Plugin: htmlscrubber
Author: Joey
Included in ikiwiki: yes
Enabled by default: yes
Included in goodstuff: no
Currently enabled: yes
This plugin is enabled by default. It sanitizes the html on pages it renders to avoid XSS attacks and the like.
It excludes all html tags and attributes except for those that are
whitelisted using the same lists as used by Mark Pilgrim's Universal Feed
Parser, documented at
http://web.archive.org/web/20110726052341/http://feedparser.org/docs/html-sanitization.html.
Notably it strips style
and link
tags, and the style
attribute.
Any attributes that could be used to specify a URL are checked to ensure that they are known, safe schemes. It will also block embedded javascript in such URLs.
It uses the HTML::Scrubber perl module to perform its html sanitisation, and this perl module also deals with various entity encoding tricks.

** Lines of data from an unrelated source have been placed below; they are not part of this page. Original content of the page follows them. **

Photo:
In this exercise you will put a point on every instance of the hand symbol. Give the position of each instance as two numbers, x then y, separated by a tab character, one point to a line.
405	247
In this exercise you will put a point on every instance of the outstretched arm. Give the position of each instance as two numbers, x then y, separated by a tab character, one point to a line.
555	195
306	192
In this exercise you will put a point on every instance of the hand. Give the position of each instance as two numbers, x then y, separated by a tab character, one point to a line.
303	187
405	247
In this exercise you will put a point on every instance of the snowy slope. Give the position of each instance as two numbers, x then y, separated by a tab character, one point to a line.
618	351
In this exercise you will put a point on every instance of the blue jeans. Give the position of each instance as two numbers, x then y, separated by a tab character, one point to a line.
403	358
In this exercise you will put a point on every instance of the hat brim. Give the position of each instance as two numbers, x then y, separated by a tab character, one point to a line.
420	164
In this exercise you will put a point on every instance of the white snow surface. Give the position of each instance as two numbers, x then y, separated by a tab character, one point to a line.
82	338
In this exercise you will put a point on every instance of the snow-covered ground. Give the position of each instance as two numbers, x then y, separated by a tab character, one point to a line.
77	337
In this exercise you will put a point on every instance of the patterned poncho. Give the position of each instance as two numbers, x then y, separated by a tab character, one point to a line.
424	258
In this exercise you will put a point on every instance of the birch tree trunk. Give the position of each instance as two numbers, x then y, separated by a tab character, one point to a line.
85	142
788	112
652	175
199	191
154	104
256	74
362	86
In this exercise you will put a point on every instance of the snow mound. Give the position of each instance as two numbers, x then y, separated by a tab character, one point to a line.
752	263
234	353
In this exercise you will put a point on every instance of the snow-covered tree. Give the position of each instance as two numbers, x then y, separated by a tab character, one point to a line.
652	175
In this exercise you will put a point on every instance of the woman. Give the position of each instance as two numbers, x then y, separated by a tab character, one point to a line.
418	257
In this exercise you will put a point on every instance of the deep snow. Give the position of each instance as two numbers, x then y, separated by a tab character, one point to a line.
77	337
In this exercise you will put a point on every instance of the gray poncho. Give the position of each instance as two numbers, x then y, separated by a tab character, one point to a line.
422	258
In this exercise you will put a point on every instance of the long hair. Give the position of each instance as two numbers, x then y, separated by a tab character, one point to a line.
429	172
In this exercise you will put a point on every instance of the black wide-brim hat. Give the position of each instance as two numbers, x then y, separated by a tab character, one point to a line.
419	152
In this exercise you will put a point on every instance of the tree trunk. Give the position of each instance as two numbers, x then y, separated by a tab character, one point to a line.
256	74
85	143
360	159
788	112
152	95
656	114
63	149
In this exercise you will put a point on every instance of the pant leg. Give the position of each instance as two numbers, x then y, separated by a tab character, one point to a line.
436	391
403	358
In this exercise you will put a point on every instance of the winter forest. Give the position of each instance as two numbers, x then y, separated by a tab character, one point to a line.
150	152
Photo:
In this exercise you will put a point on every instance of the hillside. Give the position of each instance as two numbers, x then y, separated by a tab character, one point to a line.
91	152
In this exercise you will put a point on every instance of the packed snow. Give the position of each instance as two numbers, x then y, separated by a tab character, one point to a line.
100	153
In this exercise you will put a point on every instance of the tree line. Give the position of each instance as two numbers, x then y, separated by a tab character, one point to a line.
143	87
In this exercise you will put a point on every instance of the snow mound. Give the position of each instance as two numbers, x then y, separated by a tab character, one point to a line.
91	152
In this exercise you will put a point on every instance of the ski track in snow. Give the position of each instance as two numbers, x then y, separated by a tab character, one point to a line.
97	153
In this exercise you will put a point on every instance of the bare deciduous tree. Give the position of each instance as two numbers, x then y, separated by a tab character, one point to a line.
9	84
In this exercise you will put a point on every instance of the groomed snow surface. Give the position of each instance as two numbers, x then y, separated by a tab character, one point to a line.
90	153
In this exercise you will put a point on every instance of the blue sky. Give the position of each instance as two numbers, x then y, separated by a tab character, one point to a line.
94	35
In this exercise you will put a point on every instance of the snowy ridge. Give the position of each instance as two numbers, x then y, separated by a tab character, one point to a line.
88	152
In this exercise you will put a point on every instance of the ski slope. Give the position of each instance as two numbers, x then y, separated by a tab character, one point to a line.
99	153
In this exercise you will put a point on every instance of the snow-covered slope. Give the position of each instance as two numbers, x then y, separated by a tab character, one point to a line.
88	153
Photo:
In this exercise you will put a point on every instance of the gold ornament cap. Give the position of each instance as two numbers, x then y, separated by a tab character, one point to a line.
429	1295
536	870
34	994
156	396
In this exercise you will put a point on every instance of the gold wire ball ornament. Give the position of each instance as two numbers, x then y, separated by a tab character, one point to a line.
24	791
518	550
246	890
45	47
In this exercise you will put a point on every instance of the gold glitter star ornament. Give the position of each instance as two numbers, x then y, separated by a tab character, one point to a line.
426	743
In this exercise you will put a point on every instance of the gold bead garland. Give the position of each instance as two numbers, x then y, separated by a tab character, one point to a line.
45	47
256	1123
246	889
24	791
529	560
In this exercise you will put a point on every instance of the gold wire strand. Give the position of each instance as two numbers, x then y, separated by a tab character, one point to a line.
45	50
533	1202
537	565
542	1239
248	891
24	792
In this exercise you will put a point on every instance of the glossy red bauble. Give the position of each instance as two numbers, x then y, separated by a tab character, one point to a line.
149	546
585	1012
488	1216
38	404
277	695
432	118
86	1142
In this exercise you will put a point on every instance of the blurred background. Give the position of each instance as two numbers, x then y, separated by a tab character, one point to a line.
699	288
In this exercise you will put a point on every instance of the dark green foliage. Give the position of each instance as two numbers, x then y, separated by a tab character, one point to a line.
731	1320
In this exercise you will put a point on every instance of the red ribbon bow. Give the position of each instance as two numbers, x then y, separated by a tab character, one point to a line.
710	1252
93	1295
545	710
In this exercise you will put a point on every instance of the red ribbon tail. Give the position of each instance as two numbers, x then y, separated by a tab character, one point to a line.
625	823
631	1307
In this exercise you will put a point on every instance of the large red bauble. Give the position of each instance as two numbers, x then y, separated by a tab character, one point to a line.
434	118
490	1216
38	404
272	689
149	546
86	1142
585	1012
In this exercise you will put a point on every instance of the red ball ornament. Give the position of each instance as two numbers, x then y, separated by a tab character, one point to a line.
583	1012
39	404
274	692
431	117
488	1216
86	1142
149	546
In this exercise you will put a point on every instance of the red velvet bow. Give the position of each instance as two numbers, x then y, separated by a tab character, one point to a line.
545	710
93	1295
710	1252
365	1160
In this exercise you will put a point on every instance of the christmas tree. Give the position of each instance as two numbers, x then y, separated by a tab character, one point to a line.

While I believe that this makes ikiwiki as resistant to malicious html content as anything else on the web, I cannot guarantee that it will actually protect every user of every browser from every browser security hole, badly designed feature, etc. I can provide NO WARRANTY, like it says in ikiwiki's GPL license.
The web's security model is fundamentally broken; ikiwiki's html sanitisation is only a patch on the underlying gaping hole that is your web browser.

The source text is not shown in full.